Rocky asks below, "Do you ever find that the decisions you make may be great for the hospital but not the best option for patients? This comes up repeatedly in the pharmaceutical industry, where often the products being developed are directed toward the business market and not the greater burden of illness. Hospitals generally generate surpluses from providing cardiac and cancer care but lose money providing mental health and pediatric care. Are you ever forced to put a higher priority on the well being of the hospital than on providing the best health care services for the well being of patients, and how do you grapple with that?"

I might word the question slightly differently, but essentially the answer is a sad and simple "Yes." The current reimbursement environment is such that we cannot afford to expand or maintain certain services that we know are of value to society. For example, we have one inpatient psychiatric floor and could probably have two or three, in terms of need. We used to have a transitional care unit, which was closed because of poor reimbursement.

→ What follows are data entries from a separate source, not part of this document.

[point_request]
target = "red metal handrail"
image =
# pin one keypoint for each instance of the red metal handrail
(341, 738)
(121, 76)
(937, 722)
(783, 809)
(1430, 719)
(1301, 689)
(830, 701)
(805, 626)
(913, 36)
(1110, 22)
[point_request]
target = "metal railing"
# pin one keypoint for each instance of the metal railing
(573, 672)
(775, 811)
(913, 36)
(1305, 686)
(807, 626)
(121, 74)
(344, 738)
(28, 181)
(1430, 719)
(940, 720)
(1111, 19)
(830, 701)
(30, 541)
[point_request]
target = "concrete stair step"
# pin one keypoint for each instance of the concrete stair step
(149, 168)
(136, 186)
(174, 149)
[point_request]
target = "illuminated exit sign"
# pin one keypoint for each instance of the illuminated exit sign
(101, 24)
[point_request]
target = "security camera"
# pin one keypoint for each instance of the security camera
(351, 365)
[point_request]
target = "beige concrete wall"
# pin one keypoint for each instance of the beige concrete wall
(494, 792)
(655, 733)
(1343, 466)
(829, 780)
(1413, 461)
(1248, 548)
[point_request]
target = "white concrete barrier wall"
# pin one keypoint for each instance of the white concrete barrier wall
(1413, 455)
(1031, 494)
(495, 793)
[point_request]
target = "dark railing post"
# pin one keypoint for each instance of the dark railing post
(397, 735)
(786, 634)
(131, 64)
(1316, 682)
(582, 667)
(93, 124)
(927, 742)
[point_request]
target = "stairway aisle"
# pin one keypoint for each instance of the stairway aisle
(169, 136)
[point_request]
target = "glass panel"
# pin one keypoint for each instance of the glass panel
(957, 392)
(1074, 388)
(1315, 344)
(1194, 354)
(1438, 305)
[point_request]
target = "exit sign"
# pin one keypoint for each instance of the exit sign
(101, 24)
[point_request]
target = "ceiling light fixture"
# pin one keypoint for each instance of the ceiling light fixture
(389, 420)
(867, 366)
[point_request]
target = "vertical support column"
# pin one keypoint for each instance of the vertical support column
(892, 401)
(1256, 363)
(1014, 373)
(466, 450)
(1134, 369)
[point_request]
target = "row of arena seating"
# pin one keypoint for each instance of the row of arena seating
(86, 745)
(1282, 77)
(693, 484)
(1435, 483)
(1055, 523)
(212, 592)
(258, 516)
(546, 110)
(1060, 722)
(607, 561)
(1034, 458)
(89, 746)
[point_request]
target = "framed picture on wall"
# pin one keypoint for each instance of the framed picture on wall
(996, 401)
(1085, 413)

I would love to have a long term acute care facility and a hospice facility, but I cannot because they would lose money, under the rules that apply if they are part of a hospital. We are not the only ones facing this, and so you see similar trends throughout Boston and the country. Even in the surgical field, one of our neighboring hospitals shut down their ophthalmic program because there were "higher value" surgical services that would otherwise use that space. And while we have a superb obstetrics department, with 5000 births per year, I have had to limit expansion because of the relative profitability compared to other types of care.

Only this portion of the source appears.